To the extent that Count II asserts that Malone in her individual capacity failed to adequately train the QMHPs, "there are limited circumstances in which an allegation of a ‘failure to train’ can be the basis for liability under § 1983." City of Canton v. Harris , 489 U.S. 378, 387, 109 S.Ct. 1197, 103 L.Ed.2d 412 (1989). However, "[w]ithout notice that a course of training is deficient in a particular respect, decisionmakers can hardly be said to have deliberately chosen a training program that will cause violations of constitutional rights." Connick v. Thompson , 563 U.S. 51, 62, 131 S.Ct. 1350, 179 L.Ed.2d 417 (2011). The record does not contain evidence from which a reasonable jury could conclude that Malone knew that the training provided to QMHPs was inadequate and posed an unreasonable risk of constitutional injury.
If in Count II DePaola seeks to assert an individual-capacity claim of supervisory liability against Malone, he likewise fails to establish such a claim. DePaola cannot hold Malone vicariously liable under § 1983 for alleged constitutional violations by the QMHPs, her subordinates. See Shaw , 13 F.3d at 798. Rather, to establish supervisory liability, DePaola must show that Malone "had actual or constructive knowledge that h[er] subordinate[s were] engaged in conduct that posed a pervasive and unreasonable risk of constitutional injury" to the plaintiff, "the supervisor's response to that knowledge was so inadequate as to show deliberate indifference to or tacit authorization of the alleged offensive practices," and "there was an affirmative causal link between the supervisor's inaction and the particular constitutional injury suffered by the plaintiff." Randall v.

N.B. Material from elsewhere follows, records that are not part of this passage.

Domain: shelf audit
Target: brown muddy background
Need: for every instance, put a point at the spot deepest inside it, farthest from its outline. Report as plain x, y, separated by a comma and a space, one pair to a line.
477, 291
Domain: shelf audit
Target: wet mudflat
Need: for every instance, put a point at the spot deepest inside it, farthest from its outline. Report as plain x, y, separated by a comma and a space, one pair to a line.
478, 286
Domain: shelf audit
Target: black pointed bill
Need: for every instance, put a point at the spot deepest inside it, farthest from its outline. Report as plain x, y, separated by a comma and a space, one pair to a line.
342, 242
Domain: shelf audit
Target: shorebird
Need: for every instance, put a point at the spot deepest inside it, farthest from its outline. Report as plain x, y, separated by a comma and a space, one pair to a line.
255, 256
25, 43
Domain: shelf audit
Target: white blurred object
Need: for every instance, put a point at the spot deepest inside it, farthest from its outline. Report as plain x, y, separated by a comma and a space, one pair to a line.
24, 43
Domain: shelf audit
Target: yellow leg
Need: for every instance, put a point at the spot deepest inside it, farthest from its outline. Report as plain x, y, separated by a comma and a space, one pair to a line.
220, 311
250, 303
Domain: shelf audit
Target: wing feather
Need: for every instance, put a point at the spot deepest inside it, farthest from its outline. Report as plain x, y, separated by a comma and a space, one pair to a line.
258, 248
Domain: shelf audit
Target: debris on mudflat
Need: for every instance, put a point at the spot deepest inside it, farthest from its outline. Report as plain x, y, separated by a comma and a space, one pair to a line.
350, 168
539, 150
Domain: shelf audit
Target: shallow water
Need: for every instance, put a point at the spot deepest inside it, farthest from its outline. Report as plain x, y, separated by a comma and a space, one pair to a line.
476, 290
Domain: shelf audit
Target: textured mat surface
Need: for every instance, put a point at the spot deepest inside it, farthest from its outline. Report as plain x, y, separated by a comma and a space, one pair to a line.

Prince George's Cty. , 302 F.3d 188, 206 (4th Cir. 2002) (internal quotation marks and citation omitted). "A supervisor's continued inaction in the face of documented widespread abuses ... provides an independent basis for finding he either was deliberately indifferent or acquiesced in the constitutionally offensive conduct of his subordinates." Slakan v. Porter , 737 F.2d 368, 373 (4th Cir. 1984). Again, there is no evidence that Malone knew of widespread constitutional abuses by QMHPs. The evidence simply does not reveal any basis for holding Malone liable under a supervisory liability theory.

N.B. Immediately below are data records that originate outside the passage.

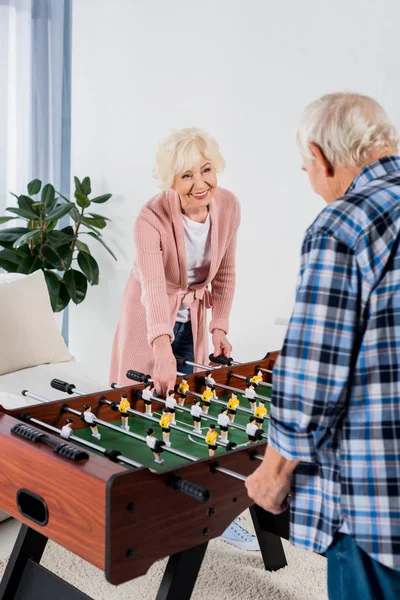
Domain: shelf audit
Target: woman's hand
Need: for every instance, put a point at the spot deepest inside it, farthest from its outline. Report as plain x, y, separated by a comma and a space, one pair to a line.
164, 374
221, 343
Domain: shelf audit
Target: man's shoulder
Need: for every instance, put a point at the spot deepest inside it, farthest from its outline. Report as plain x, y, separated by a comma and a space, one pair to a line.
359, 214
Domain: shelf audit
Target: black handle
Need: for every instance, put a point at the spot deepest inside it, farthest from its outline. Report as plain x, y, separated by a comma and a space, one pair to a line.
197, 492
35, 436
137, 376
62, 386
221, 360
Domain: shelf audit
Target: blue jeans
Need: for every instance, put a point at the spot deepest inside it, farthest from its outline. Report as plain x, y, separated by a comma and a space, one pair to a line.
354, 575
182, 346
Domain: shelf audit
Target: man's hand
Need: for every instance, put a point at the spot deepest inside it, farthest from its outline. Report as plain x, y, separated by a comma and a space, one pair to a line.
269, 485
221, 343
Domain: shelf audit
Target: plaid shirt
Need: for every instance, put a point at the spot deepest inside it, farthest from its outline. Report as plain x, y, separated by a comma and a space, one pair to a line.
336, 387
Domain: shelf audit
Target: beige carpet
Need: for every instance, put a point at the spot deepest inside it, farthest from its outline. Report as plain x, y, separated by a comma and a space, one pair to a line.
226, 574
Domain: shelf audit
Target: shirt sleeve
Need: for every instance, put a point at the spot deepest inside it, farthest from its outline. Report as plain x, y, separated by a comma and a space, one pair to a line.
223, 284
312, 371
149, 260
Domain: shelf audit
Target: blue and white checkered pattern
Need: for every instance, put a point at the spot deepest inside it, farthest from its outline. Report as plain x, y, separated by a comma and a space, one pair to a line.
336, 386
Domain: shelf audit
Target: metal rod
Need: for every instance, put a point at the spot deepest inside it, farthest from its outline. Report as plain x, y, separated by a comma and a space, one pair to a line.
263, 383
29, 394
230, 473
133, 435
85, 443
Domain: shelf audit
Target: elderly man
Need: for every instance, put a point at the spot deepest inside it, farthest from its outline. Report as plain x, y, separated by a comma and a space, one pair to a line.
334, 437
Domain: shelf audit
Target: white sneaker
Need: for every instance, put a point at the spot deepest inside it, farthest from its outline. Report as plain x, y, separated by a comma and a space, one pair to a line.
237, 536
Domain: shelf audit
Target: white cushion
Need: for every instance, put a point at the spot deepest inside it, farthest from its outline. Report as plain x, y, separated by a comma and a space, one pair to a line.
28, 330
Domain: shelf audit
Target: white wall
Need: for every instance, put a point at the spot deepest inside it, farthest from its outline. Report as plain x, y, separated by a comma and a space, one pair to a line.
244, 71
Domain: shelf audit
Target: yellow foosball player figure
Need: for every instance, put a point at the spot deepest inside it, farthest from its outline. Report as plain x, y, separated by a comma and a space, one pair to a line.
260, 413
252, 430
206, 398
250, 394
196, 412
67, 430
146, 396
233, 403
171, 403
211, 438
155, 446
90, 419
223, 422
124, 405
165, 422
182, 389
257, 377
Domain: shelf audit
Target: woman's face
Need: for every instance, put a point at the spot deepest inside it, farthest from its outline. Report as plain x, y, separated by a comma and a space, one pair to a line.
196, 186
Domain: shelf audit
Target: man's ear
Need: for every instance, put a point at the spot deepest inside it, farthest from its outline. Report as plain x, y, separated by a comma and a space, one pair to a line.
320, 157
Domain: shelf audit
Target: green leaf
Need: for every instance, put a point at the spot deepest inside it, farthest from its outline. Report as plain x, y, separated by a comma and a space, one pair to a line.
76, 284
98, 222
48, 195
101, 199
98, 238
23, 239
25, 214
27, 204
9, 260
82, 200
30, 264
34, 187
60, 258
86, 187
57, 238
5, 219
97, 216
78, 185
89, 267
82, 247
75, 215
59, 211
13, 233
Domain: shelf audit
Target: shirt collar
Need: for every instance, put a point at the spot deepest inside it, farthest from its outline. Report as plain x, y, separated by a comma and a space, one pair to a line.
375, 170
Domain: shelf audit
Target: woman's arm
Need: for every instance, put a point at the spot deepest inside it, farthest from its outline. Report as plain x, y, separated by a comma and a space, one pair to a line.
150, 264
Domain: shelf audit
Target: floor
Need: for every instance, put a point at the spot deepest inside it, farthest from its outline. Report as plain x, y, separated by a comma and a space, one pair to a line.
8, 534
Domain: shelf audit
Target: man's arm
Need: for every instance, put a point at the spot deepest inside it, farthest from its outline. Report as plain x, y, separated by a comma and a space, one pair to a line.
312, 371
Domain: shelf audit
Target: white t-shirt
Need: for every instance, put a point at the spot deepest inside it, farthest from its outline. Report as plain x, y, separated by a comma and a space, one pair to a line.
89, 417
151, 441
196, 411
198, 256
250, 394
170, 402
223, 420
146, 395
251, 429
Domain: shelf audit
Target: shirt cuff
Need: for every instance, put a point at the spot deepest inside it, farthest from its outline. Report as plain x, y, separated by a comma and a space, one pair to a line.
219, 324
158, 330
291, 445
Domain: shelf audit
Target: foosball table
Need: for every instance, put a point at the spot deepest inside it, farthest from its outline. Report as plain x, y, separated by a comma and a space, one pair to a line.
98, 475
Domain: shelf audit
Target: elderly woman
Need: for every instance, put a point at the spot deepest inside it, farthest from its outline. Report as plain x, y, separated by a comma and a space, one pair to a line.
185, 263
335, 406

Viewing the record in the light most favorable to DePaola, there is not sufficient evidence from which relief could be awarded in Malone's official or individual capacity based on unconstitutional policies and procedures, a failure to train, or supervisory liability. Therefore, I will grant the Motion for Summary Judgment as to Count II.
IV.
For the foregoing reasons, it is hereby ORDERED that the Motion for Summary Judgment, ECF No. 155, is GRANTED IN PART and DENIED IN PART. The Motion is GRANTED as to defendants Barksdale, Schilling, Mathena, Ray, Kiser, Malone, Mullins, and Ketron. The Motion is DENIED as to defendants Fletcher, Huff, and Trent.